Obviously, my list of concepts and how I think about them are completely debatable. But what if we wanted to teach many people some set of such concepts without explaining them all (as in a book or a series of lectures)? Could we teach these ideas experientially, so that students consulted manageable bites of theory as they worked together on civic problems? And could we make the learning scalable, so that students could experience it in many schools, colleges, and community settings?
I am thinking about an online simulation along these lines. …
The setting would be a fictional community–maybe a smallish US city with a declining industrial base and a diverse population. (Other versions could be built with different settings). Players could consult summary statistics about this community at any time, such as its unemployment rate, the ratio of arrests by race, or the number of people using its main park. Those statistics would be affected by the players’ choices and behavior–as well as by random factors beyond their control.
Each player would simulate a fictional character who would have personal characteristics, values, and goals; various roles (e.g., a parent of a child in the public schools; the mayor of the city); some money; and the ability to make menu-driven choices at any moment. These choices would sometimes be affected by other players’ actions. Examples might be expanding or contracting one’s own business, voting for various candidates in a mayoral election, or attending a protest, among others.
There would also be organizations: governmental agencies (such as the school board), private associations, and media platforms.* Players would have roles in these organizations, such as a member, a leader, or a subscriber. They would be able to start new associations and media platforms. Governmental agencies would be able to create new agencies under certain circumstances.
Each organization would be able to make choices, such as how to allocate its resources and govern its assets. It would have rules for making these choices, for determining who belongs and holds various roles, and for changing its own rules. For instance, the members of the school board might be elected, they might make decisions regarding the schools by majority vote, but only the city government could change these rules. Meanwhile, a private association might be structured so that anyone could join and might simply be a space for conversation, with hardly any rules.

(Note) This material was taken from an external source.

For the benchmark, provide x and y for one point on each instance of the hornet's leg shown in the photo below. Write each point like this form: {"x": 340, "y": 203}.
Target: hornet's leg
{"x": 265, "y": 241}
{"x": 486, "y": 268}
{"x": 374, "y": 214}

Players would not be able to communicate with each other at will. True, in a real city, it might be possible for anyone to get any official’s email address and contact that person. But a senior official is unlikely to give a random person much attention–if any. To simulate the friction and inequality of communication in the real world, players would only be able to contact others through organizations, and each organization would have rules for interaction. For instance, members of the school board would be able to message each other freely. When they were together in a group chat, their messages would be open for anyone to read (simulating a public meeting). They could message all parents on a one-way basis. And they could maintain a message board where parents could post comments for them to read. A protest group or a newspaper would have different rules for communication. This means that if you wanted to influence the mayor, you might have to join an association in which the mayor is active, or persuade the newspaper to cover your issue and hope that the mayor reads messages from the newspaper.

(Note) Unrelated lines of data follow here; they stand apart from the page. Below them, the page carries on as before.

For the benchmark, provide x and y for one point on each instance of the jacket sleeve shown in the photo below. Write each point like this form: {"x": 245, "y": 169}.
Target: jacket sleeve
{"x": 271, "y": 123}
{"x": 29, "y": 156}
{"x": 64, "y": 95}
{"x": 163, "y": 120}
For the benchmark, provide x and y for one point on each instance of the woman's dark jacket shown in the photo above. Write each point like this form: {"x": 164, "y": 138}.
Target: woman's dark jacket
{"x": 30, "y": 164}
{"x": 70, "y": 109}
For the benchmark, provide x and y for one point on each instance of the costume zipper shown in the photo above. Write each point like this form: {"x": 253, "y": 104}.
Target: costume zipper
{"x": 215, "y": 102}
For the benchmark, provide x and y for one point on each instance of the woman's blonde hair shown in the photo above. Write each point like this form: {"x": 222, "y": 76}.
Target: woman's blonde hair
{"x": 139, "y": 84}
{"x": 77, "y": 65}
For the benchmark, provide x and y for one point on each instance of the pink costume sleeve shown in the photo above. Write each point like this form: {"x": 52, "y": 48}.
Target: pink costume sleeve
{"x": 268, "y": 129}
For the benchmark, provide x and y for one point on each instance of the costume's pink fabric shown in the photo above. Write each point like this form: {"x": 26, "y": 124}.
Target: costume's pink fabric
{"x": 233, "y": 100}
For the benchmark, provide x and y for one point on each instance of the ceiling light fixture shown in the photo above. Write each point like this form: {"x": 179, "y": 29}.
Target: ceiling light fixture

The game would start with characters already holding memberships in organizations, and organizations already having rules. Characters might even have drafts of messages ready to send that would start the business of the community. (For instance, the editor of the newspaper would have almost everyone as a subscriber and would have a draft message ready to send to solicit news tips.) Once the game got underway, characters would begin to change their status in many ways and communicate with each other. As a result of all their choices, the community’s statistics would gradually shift.
Finally, each player would have a student page for work outside the game, such as short written assignments that could be graded. Here the student would also see links to accessible summaries of concepts relevant to current events in the game. For instance, if your character is dealing with a good (such as green space or public safety), you would see a link to a wiki-like entry on types of goods, drawn from Elinor Ostrom, that could inform your behavior and give you material to write about. If your character faces a conflict, you would see a short reading on negotiation. If your character is involved in a protest, you would see an entry on social movements.
I can also imagine a hybrid version, with face-to-face meetings of characters plus “meta-discussion” of issues that arise in the game occurring during class time.
*The organizations would not include for-profit firms or markets. My instinct is that fully simulating an economy would make the game too complex, even though the economy is certainly relevant. The focus would be civil society and the state, with the market somewhat to the side. However, individuals and organizations would have economic choices to make, and some characters would have disproportionate economic influence as business owners or investors. Getting them to make helpful individual choices would often be an important strategy for shifting the community’s outcomes.